Nice example of the earliest obtainable map of the Holy Land with Hebrew lettering and the first map of Eretz Israel known in a Jewish publication, first issued in 1695.
Bar Yaaqov's map appeared in Moses Wesel's Amsterdam edition of the Passover Haggadah. For many years, it was believed to be the first map of the Holy Land printed in Hebrew until the recent discovery of a 1621 map described by Nebenzahl (plate 40).
Bar Yaaqov bases his map on Christian Van Adrichom's map of the Holy Land. The map traces both Jacob's route to Egypt and the route of the Exodus and notes the locations of 41 encampments of the Israelites in the wilderness. Various sacred icons of Judaism are illustrated along the bottom.
By the end of the fifteenth century, Hebrew books were produced using movable type. During the fifteenth century, Hebrew printing was restricted mainly to the Italian and Iberian peninsulas, where some 180 Hebrew titles were issued. While Hebrew printing ceased in Spain and Portugal after the expulsion of the Jews in 1492, it quickly spread to the Ottoman Empire, North Africa, and Central and Eastern Europe.
In 1617, the heads of the Jewish school in Amsterdam voted to establish a printing press.
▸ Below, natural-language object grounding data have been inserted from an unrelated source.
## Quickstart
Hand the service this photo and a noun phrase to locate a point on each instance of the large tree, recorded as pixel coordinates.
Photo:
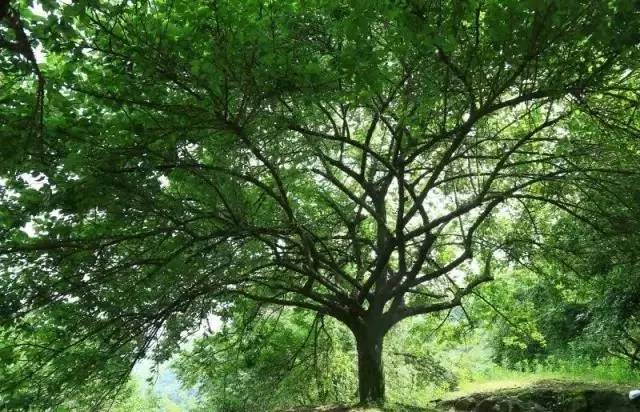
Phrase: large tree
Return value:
(363, 160)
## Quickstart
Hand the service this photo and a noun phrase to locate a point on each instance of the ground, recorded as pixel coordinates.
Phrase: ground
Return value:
(541, 396)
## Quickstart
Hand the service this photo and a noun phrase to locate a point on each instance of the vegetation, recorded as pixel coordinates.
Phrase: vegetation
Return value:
(342, 184)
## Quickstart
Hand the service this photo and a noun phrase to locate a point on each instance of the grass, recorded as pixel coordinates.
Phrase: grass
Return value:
(614, 373)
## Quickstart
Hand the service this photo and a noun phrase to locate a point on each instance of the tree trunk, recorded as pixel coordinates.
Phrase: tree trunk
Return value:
(370, 372)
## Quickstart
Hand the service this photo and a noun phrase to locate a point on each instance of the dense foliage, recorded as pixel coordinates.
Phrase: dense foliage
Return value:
(356, 162)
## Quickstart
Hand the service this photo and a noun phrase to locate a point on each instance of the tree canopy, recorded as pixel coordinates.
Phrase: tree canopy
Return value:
(367, 161)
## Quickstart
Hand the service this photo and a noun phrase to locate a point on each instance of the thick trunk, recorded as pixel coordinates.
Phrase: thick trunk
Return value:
(370, 372)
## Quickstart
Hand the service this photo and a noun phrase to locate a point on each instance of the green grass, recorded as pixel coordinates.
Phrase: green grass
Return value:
(611, 373)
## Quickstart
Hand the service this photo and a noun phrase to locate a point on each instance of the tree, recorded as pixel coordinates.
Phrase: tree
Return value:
(357, 160)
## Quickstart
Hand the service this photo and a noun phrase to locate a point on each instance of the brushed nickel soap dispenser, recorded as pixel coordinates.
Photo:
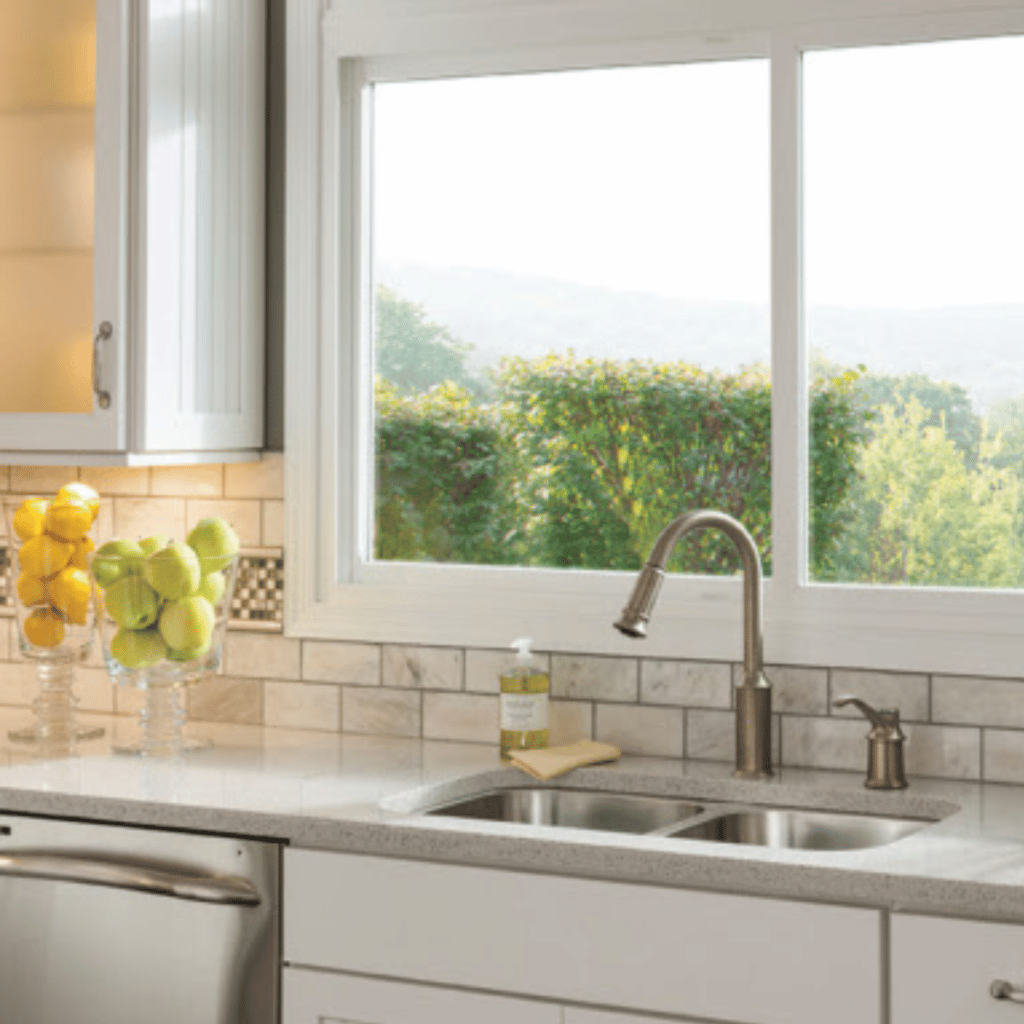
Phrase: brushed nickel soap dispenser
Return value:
(885, 744)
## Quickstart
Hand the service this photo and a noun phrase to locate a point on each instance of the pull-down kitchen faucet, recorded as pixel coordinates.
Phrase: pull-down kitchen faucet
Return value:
(754, 694)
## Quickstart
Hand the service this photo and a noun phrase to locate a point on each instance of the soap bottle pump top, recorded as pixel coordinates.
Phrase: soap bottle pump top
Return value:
(521, 646)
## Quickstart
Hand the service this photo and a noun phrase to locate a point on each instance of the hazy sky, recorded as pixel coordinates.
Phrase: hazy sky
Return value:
(656, 178)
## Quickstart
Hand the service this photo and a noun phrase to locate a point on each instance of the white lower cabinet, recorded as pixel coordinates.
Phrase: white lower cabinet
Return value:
(577, 1015)
(943, 970)
(326, 997)
(635, 948)
(318, 997)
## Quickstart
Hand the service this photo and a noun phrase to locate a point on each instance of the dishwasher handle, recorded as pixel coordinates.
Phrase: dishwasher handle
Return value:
(203, 888)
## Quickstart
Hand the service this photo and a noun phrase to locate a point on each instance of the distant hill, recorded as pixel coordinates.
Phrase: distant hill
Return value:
(506, 313)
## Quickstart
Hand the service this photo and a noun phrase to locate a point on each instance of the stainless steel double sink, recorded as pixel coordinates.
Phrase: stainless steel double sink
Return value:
(779, 827)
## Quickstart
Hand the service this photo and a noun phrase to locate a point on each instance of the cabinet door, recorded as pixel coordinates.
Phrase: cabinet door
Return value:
(320, 997)
(672, 951)
(64, 159)
(573, 1015)
(942, 971)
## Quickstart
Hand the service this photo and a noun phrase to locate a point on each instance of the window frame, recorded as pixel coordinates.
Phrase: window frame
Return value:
(333, 52)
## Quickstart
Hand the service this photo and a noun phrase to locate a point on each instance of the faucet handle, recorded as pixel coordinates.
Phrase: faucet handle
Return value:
(885, 744)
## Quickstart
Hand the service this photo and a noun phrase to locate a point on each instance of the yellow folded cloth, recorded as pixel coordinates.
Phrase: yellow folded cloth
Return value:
(552, 761)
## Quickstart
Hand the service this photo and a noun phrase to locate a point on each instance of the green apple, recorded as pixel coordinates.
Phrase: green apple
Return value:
(212, 587)
(131, 602)
(215, 542)
(115, 560)
(187, 624)
(138, 648)
(155, 543)
(187, 655)
(172, 571)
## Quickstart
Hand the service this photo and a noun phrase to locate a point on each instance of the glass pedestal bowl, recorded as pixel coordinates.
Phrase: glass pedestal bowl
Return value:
(54, 601)
(138, 629)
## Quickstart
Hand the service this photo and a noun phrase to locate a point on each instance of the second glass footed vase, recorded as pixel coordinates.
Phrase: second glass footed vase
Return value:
(164, 614)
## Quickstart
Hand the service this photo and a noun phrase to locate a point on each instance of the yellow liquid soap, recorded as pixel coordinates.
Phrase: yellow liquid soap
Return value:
(523, 711)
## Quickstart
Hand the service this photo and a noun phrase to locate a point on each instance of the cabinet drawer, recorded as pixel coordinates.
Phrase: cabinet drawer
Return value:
(942, 970)
(639, 947)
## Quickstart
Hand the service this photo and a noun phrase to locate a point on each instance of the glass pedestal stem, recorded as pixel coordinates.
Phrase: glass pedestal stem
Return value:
(55, 727)
(162, 723)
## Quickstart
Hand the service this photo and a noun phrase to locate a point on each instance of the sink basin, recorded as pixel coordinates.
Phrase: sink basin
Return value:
(793, 829)
(619, 812)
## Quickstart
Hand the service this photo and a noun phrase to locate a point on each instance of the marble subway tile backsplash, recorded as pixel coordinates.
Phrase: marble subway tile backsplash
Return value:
(957, 727)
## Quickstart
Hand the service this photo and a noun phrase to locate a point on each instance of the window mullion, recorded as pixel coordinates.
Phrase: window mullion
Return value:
(790, 397)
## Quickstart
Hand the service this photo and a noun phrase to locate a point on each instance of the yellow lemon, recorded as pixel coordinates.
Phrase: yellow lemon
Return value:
(84, 494)
(44, 556)
(43, 628)
(30, 517)
(32, 590)
(80, 556)
(68, 518)
(70, 594)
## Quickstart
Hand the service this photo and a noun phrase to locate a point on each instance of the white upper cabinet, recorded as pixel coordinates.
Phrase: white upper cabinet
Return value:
(131, 230)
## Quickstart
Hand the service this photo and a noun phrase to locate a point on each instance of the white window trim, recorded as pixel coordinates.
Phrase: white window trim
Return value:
(331, 593)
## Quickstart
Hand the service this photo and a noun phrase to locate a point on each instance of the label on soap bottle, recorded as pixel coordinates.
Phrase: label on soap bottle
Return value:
(524, 712)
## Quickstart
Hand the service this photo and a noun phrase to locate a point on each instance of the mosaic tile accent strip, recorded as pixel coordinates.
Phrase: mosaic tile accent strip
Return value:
(259, 590)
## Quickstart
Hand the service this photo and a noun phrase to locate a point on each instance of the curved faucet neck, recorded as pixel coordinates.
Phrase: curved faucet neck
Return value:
(751, 561)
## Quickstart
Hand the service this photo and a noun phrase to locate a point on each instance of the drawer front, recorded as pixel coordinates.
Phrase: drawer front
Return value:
(639, 947)
(942, 970)
(316, 997)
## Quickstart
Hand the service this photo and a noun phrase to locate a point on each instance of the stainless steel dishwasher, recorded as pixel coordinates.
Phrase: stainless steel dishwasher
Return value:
(111, 925)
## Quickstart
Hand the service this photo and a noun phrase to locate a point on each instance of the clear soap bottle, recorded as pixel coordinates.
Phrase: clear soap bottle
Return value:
(523, 704)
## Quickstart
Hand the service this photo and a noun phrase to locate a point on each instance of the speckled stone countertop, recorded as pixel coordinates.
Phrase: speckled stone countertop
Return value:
(358, 795)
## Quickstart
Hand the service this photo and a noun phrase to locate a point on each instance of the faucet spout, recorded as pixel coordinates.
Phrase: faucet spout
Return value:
(754, 694)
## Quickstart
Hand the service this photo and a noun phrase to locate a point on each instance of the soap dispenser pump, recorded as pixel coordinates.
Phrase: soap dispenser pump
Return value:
(523, 702)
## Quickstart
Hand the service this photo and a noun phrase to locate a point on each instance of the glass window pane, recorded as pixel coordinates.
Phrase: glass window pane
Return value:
(571, 340)
(47, 89)
(914, 284)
Within the decade, several private Hebrew presses were also set up including that operated by the renowned intellectual Menasseh ben Israel. During its first twenty years, his multilingual press produced more than sixty titles, including Bibles, prayerbooks, and his own original works. Well known among the philosophers, scientists, and theologians of Amsterdam, he gave sermons that attracted flocks of Christians as well as Jews, and would even represent his enterprise at the Frankfurt Book Fair in 1634.
By the close of the 17th century and throughout the 18th century, Amsterdam was the center of Hebrew printing for the entire world, supplanting Venice as the most important city for printed works in Hebrew. In addition, most of the religious literature in Spanish and Portuguese intended for the guidance of the Sephardi communities was composed and printed in Amsterdam. The Amsterdam Haggadah map is an example of the confluence of the Dutch tradition of mapmaking and illustrating Bibles with maps and the rise of Hebrew printing in Amsterdam. The influence of Dutch printing and engraving styles on the Hebrew printing and publishing business was profound.
The map appeared in 4 editions of the Haggadah Shel Pessach, 1695, 1712, 1781 and 1810. This example is likely from a later edition of the Haggadah, but is remarkably well preserved for a map which was included in a book which would have been used twice a year at the dinner table and had significant exposure to food and wine.